Traveling is not easy.  Canoes arrive with one or two engines, which, depending on the weather, have to overcome the thick fog that forms on the Napo River. The residents know that when there is fog on the water, it will be very hot.

They say the Napo River is wise. The guide helps them not to get stuck, either in the current or sand mountains that emerge when the tide is low. To this must be added that large trees have established deep roots and thick trunks and thus water rises to the surface.

“Those are our lights,” jokes a driver, who, to avoid the boat pond in the sand, watches the water and when they leave bubbles, he knows that the river is low.

The temperature exceeds 30 degrees Celsius

The Kichwa community chose a secluded spot to settle. It’s in the middle of the jungle and they live in absolute harmony with boas, monkeys, eagles, tigers, panthers, tapirs, tarantulas, peccaries, which also face their own struggle to survive.

“Look there, there’s a tapir skeleton; about 15 days ago I chased a tiger,” said Ricardo Yumbo, 22 years of age. The battle was intense. From that tapir remains only the skeleton of what was once his jaw. The young man is the husband of Mary and a “tour guide” of Yasuni, whose biodiversity sets its own show in the middle of the jungle.

About 10 thousand people a year visit the lodge. They pay $ 150 a night and the money that the district receives is put in a savings community, used to create work or for the needs of each of its members. For example, in case of illness, recovery is funded as is the education of children and the children’s school breakfast. There also exists a school and a medical clinic.

Among its goals, stresses Mauritius Jipa, promoter of the initiative, is to create a college and a university to keep their children from leaving the community.

Visitors are offered three meals daily that are prepared by a chef community. Ricardo is Yumbo (22 years), and his specialty is a variety of maito and chicken.
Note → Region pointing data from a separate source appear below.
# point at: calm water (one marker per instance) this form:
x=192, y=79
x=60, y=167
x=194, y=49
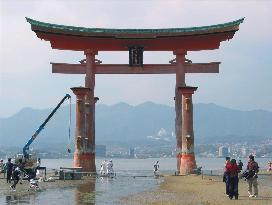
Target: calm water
x=103, y=191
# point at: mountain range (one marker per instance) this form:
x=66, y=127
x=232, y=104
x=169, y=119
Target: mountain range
x=128, y=125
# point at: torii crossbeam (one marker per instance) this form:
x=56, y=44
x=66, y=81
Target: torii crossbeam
x=135, y=41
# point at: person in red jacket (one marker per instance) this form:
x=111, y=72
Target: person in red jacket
x=253, y=169
x=232, y=170
x=226, y=175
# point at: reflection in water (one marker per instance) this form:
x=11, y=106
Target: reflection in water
x=85, y=193
x=10, y=199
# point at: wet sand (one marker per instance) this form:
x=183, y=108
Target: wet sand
x=24, y=189
x=193, y=190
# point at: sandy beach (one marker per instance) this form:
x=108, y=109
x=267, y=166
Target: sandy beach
x=195, y=190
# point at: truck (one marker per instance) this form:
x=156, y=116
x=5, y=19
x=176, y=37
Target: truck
x=28, y=159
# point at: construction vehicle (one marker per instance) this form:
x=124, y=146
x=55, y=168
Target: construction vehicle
x=29, y=159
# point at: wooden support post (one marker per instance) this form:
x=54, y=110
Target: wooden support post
x=90, y=83
x=80, y=155
x=187, y=161
x=180, y=81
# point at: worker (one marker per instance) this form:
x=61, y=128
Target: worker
x=156, y=168
x=2, y=170
x=9, y=166
x=110, y=168
x=15, y=177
Ricardo did not learn gastronomy in an academic center.

“Experiment with the flavors”, he says with great confidence, and therefore he devised a small fried cassava muchines causing sensation among the inhabitants of Anangu, especially among children.

The community recently met Edison Paredes, a professional chef who helps them and teaches them to make desserts when they are needed.
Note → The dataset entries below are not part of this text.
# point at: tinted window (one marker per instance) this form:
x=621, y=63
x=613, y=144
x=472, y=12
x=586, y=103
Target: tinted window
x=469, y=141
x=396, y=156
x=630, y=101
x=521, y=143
“I learned to make apple pie”, says Ricardo.”I will do this more often,” he insists.

The Sounds of the Yasuni Park

Can you hear the sounds of Yasuni?   Just listen carefully and be guided by the flight of thousands of butterflies of different colors and the singing of more than 200,000 birds, whose sizes range from three to 25 and 30 inches as the multicolored macaws, swallows, and eagles flying around the area .

Their singing sounds very strong. They hide and flit among the towering trees of pambil, the color is of dark green, measuring up to 35 meters high.

There are some parrots which prefer to lick, they are drawn to a huge rock, where millions of birds feed on mineral salts; this, according to Ricardo, keeps them alive.

There are also paired, while-yellow-black boas and they tangle, very slowly, between the liconias tree, preparing for their bird hunting.

In the Anangu community, Mary serves chicha de yuca pondo, freshly harvested. She does not ferment cassava; she prefers chewing chicha; but now they put yellow sweet potato in it as well. She says the task of chewing cassava mother was due to the fact they had the belief that she offered harmony. Beside her, Jacinta Yumbo, 52, sings because having visitors in her community is cause for celebration.

The residents also serve guayusa, and many take it before bed and if they have nightmares they do not go to the forest the next day, because they are convinced that something will happen.  Jacinta’s song talks about the work of women in the preparation of chicha and when they all are drunk, she turns the pots and then rests with your partner.

In this part of the Yasuni, nature is thick and the trees are lush with thick trunks and roots that are strong and deep and that are infinite, as are the leaves that blend into the blue sky.  One of the striking trees has two logs: one 30 inches in diameter.

“It’s called matapalo“, shouts Richard.  The growth which is below the trunk is thin, but as it grows it becomes thicker.

“Sooner or later it ends up strangling the trees which live their struggles, just like us.”